Paramount Country Club: Tillinghast “Hidden Gem” To Be Restored

“Championship golf course.” “Game improvement.” “Winter Rules.” Those are three of the many golf terms regularly misunderstood or misused. (What is a “championship golf course,” anyway?)

Let me add another one: Hidden Gem.

Whenever someone talks or writes about a hidden gem, it’s usually a golf course that’s been all but forgotten (if it was ever remembered), now overgrown and rundown, that someone is hoping to sell.

But every once in a while, a true hidden gem is uncovered, a course that’s been hiding in plain sight ignored and underappreciated. I think I’ve found one.

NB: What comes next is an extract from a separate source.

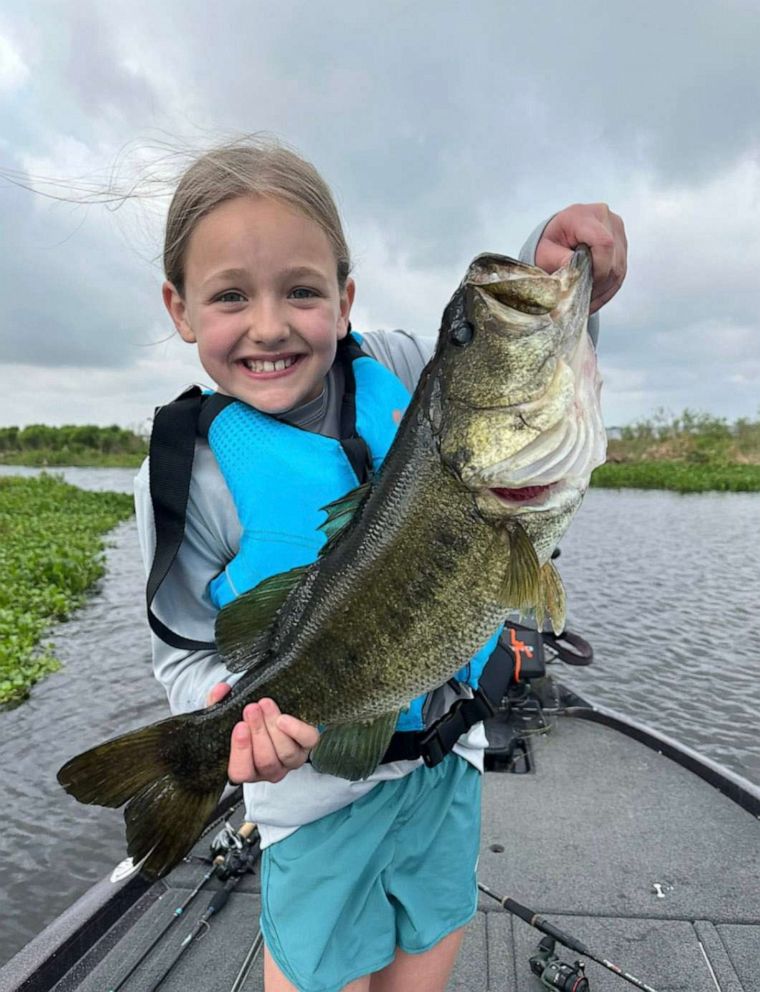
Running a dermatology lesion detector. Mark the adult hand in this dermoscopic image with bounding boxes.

About half an hour north of New York City, on the other (western) side of the Hudson River in New York’s Rockland County, sits a private club that until recently was called Dellwood. The property used to be owned by Adolph Zukor, who rose from poor Hungarian immigrant to founder of Paramount Pictures.

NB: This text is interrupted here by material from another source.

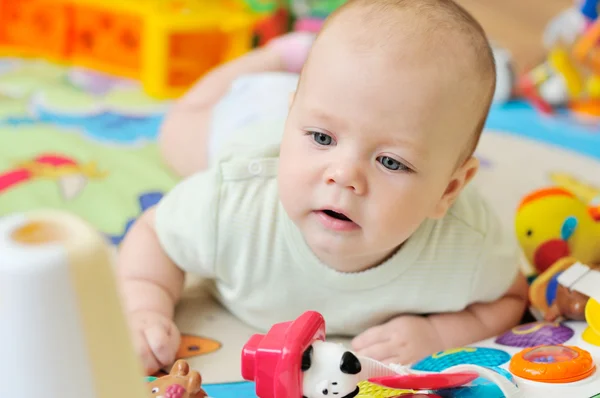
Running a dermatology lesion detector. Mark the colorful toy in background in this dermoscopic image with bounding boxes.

After buying the property in 1918, Zukor named it Mountain View Farm as the land rolled over several hundred acres and featured broad views of the Ramapo Mountains and the Palisades. Although he couldn’t see the river, Zukor may have escaped Manhattan by sailing up the Hudson to a nearby dock.

Adolph Zukor

Among the buildings Zukor added was a small movie theater where he held private screenings. He threw lavish parties and entertained many stars of the day, from Charlie Chaplin to Mae West. Thomas Alva Edison was not only a close friend but he introduced Zukor to A.W. Tillinghast, who the golf-mad movie mogul hired to turn a nine-holer on the property into an 18-hole layout. (That’s the current 8th hole, above.)

The Depression hit Zukor hard and he eventually had to sell the estate. The history gets somewhat murky, but by 1948 the course was part of Dellwood Country Club. In 2009, private investors from New Jersey purchased the club from the members and launched a new set of changes that include a new name, Paramount Country Club.

Besides the $5 million already put into the facilities—including the stone clubhouse that was Zukor’s home, other stone buildings, more than a dozen tennis courts, a swimming pool, dining facilities, playground, even a mini-golf layout—another million or so will go into bringing the golf course back to the way Tillinghast designed it. Doing the work will be architect Jim Urbina, the man most responsible for Old Macdonald, the terrific tribute to C.B. Macdonald that opened last year at Oregon’s Bandon Dunes.

For the sake of editorial honesty, let me note that I’m helping the club with public relations. One of my first tasks was to talk to Urbina—who worked on San Francisco Golf Club, another Tillinghast gem (but hardly hidden), a few years ago—and get a general sense for what he’ll be doing.

“Over time, courses tend to mature and choke,” Urbina said. “Everything gets smaller. Using aerial photographs and whatever I can attain, I’m going to bring back the expanse to this property, enlarging the greens, bunkers, tees, and fairways. And I also want to return the broad views that Zukor saw when he first bought the property.

“When I started my research, this course wasn’t even listed in The Golf Course by Cornish and Whitten. I thought this wasn’t really a Tillinghast course. But when I visited, I saw it had a number of things I was familiar with from working at San Francisco Golf Club, notably the green styles and how they were set. Somebody had a 1933 scorecard and the par threes caught me by surprise: There was everything from a short par-three of 125 yards to a very long one of 235! And the second hole measured almost 600 yards, what Tillinghast called ‘a real three-shot hole.’ At the time, this was very serious golf.

“Talk about a hidden gem! As I did more and more research I found a golf course that could open some people’s eyes.”

There are a number of other interesting architectural elements on the course that Urbina will restore and update. He begins soon, with the work likely lasting well into 2012. I’ll continue to post updates on the progress.